Q: "How can you be so sure, Doctor?"
A: "Because his brain was on my table, inside a jar."
Q: "But, the patient couldn't be alive nevertheless?"
A: "It is possible that he could be alive and working as a lawer somewhere.”

Wednesday, January 03, 2007

The fisherman and the businessman

This is a little story that I heard long ago, when I was a child, and I liked it. I hope you can enjoy it.

Once ago there was a fisherman who was sitting on a chair next to the harbor and reading a book. A rich businessman, who was at the harbor that he had recently brought, saw the fisherman, and said to him:

“You should work more.”

“Why? I have enough money to live working the hours I already work.”

“Because if you work more, you would have more money, and after working for a few years, you could have a fleet that could fish for you and then you would be as rich as me”

“And what would I do, then?”

“You could sit, and enjoy life”

“And what am I doing now?”

The workhouses

During the 19th century, there was a lot of poverty and unemployment in Britain as a result of the Industrial revolution. To try to stabilize the situation, the House of Common, approved the creation of workhouses in the early 30s. A workhouse is a place where the poor can eat and sleep as long as they worked there. I don't know the translation to Spanish but I think it's something like “taller” or something like that. It's idea was to stop the beggars and they cut any help except the one that was given at the workhouse. The idea was to stop anyone who wasn't really poor and didn't have any other option to go there or receive any help from the government forcing the poors to search, as the conditions there were really bad into there. Charles Dickens wrote a lot about the workhouses and theirs conditions.

But those conditions made reactions against them, specially when the press began to publish stores about the terrible incidents that happened inside. That made that by the 60s the only people who were inside were children who couldn't work, senile elders who couldn't take care of themselves and sicks. Any other person wouldn't go there for more than a few days.

But despite all of this, the workhouses made a great work as hospitals, providing free treatment to any who was sick, schools, as they teached arithmetic, writing and reading and as a asylum for the elderly.

Tuesday, January 02, 2007

The story of the two jars

The other day I read a story in Dracos' blog that made me remember another.

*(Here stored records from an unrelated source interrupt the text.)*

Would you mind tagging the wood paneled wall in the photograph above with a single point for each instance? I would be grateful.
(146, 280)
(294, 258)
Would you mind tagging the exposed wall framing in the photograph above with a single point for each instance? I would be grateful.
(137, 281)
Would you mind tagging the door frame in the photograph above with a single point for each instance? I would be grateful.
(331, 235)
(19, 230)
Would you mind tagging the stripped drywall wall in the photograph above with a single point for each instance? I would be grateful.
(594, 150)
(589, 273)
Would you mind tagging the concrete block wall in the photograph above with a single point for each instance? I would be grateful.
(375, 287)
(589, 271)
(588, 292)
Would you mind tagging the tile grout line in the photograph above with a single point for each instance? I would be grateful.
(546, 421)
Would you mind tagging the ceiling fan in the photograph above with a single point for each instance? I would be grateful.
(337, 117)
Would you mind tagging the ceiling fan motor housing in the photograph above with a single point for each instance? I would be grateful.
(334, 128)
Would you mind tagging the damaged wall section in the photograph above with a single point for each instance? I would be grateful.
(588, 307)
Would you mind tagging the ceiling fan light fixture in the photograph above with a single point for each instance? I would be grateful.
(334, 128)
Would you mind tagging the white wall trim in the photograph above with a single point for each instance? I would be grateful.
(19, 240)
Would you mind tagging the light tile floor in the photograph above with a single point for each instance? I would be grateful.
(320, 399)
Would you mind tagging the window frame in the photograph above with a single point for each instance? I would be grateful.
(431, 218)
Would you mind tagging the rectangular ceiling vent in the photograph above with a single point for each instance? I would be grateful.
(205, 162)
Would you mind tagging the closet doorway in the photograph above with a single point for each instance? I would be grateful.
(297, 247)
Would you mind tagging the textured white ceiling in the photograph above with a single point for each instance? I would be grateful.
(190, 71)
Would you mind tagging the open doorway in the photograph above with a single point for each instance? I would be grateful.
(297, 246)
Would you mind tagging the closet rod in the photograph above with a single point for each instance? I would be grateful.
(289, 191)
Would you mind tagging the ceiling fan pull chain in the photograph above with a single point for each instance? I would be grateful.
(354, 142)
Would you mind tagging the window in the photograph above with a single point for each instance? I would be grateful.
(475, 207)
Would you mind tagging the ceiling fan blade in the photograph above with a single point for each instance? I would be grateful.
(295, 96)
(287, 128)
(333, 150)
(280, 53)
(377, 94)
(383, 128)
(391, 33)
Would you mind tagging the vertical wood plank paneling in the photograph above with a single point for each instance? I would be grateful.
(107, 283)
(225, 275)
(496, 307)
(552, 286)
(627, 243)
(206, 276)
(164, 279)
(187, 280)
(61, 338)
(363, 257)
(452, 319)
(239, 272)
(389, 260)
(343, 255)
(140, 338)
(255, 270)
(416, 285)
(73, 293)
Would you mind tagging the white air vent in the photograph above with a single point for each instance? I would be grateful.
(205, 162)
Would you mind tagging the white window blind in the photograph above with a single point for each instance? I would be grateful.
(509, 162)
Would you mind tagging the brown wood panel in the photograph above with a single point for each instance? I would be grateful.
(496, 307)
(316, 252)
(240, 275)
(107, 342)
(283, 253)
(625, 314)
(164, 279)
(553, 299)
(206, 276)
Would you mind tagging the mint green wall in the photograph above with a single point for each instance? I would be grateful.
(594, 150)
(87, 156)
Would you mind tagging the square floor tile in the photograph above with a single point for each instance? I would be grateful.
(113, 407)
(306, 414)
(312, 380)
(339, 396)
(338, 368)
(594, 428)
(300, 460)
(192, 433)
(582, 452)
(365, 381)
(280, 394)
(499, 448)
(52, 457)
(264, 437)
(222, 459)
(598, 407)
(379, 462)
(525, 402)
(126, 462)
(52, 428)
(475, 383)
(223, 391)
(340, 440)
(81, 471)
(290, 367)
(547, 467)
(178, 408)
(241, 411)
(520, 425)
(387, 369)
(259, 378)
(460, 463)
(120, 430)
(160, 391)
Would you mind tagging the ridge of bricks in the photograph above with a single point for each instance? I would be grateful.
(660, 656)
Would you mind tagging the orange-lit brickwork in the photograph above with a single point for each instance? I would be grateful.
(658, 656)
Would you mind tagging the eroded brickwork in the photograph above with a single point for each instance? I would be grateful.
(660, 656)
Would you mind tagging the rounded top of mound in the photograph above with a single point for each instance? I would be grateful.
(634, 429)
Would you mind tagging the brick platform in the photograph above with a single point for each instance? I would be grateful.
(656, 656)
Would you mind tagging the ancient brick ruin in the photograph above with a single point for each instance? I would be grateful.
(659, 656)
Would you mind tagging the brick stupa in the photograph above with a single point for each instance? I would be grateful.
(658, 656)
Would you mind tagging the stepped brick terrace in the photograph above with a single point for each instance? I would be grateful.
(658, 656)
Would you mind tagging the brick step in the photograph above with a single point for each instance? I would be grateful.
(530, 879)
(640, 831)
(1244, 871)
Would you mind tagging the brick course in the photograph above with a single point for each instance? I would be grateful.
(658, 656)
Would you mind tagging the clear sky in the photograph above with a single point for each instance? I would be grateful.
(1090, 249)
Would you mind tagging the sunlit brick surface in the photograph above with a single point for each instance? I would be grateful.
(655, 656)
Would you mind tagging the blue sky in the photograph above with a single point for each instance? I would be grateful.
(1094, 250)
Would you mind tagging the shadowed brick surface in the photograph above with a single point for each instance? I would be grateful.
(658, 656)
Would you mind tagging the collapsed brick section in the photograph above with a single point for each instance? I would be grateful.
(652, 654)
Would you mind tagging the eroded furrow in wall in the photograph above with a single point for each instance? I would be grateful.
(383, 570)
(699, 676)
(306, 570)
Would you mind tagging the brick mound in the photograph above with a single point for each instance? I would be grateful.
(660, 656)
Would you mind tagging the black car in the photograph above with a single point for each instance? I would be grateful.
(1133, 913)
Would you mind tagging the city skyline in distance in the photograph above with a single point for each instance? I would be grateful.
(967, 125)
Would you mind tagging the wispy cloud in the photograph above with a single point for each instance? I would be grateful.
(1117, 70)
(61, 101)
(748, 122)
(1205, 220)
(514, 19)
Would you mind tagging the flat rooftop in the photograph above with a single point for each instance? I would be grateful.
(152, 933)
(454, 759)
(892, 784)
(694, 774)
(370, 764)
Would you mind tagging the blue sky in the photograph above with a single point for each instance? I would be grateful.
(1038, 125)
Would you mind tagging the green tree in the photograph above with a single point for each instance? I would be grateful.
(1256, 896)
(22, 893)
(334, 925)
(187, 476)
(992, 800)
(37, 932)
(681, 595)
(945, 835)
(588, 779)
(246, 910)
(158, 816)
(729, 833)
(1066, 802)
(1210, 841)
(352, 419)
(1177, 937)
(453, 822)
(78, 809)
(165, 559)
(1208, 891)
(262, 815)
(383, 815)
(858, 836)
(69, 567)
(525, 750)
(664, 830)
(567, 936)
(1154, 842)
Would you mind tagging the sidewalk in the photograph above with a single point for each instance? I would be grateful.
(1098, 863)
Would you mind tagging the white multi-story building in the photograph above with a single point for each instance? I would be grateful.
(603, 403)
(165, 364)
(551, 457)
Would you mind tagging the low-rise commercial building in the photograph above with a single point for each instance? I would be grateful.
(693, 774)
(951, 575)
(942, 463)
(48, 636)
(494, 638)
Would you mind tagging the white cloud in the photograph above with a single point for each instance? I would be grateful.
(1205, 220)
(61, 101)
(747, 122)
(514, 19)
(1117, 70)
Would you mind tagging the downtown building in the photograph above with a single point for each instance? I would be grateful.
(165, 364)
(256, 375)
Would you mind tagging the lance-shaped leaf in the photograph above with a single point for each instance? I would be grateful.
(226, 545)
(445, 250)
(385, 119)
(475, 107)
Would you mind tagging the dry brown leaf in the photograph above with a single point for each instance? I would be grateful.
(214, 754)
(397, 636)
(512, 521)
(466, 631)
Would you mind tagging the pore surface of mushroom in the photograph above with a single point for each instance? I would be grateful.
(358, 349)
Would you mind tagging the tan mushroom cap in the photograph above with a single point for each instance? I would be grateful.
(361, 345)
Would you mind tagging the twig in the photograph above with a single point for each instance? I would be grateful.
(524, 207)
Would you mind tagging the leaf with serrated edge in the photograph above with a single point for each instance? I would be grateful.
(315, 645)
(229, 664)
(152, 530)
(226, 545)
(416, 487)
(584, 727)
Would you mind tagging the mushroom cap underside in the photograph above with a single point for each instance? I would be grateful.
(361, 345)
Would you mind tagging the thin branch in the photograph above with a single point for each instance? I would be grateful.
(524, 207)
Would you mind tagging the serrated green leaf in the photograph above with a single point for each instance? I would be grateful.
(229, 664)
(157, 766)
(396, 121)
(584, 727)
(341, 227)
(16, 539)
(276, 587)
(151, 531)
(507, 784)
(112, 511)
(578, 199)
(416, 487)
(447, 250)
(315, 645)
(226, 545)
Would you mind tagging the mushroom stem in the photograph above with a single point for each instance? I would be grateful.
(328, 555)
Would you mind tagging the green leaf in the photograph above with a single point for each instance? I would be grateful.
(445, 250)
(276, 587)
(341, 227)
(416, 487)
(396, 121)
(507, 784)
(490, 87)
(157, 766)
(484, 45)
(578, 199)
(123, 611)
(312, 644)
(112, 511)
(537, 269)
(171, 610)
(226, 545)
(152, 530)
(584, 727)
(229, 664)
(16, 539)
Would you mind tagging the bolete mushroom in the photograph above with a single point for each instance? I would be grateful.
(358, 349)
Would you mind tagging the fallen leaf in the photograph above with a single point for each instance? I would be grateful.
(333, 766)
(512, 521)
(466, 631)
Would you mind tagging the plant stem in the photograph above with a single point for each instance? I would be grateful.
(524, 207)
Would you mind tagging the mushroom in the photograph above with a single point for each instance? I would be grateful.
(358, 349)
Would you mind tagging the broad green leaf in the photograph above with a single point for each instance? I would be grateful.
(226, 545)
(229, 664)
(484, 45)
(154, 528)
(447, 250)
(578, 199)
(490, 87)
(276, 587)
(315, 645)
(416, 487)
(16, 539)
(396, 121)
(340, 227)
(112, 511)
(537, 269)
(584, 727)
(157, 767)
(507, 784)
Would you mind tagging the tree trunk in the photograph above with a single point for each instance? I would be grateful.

The story is worth to be read, (the tittle is “The Real Value of the Ring”).

Long time ago, in a forgotten part of the india, there was a man who lived in the mountains, too far from a river, and the only manner he had to have water was to go to the nearest well, which was about two miles from his house, with two huge jars, and return with the two heavy jars to his home. He had to get up very early to do that, and he returned to home really exhausted.. One jar was perfect, and it hadn't any holes, but the other had lots of holes and only the half of the water that the man put at the jar arrived home, losing a lot of water during the way.

The jar, which was depressed for it's imperfection that made the man to only have the half of the water he deserved for his effort, speaked with the man. “ I'm sorry that you only have the half water you put on me, I hope you can get another jar so you can throw me to the rubish for my imperfection”. The man, who was very wise, replied: “You shouldn't feel sorry for your holes and I'll show you way, tomorrow, when I'll go for water, look down the way and you'll see the reason”.

The jar did what the man said and it saw that the part of the path were he went was full of flowers and grass, while the other part was dry and dead. He wondered why it was like this and asked the wise man.

The wise man replied: “The watter you drop is not wasted, when I realised that you have a hole, I had an idea. I put seeds so your imperfection made all this life. If you hadn't a single hole, this flowers couldn't life and the part of the path would be as dead as the other”.

You don't need to be perfect. Sometimes is better to have some holes rather than not having any.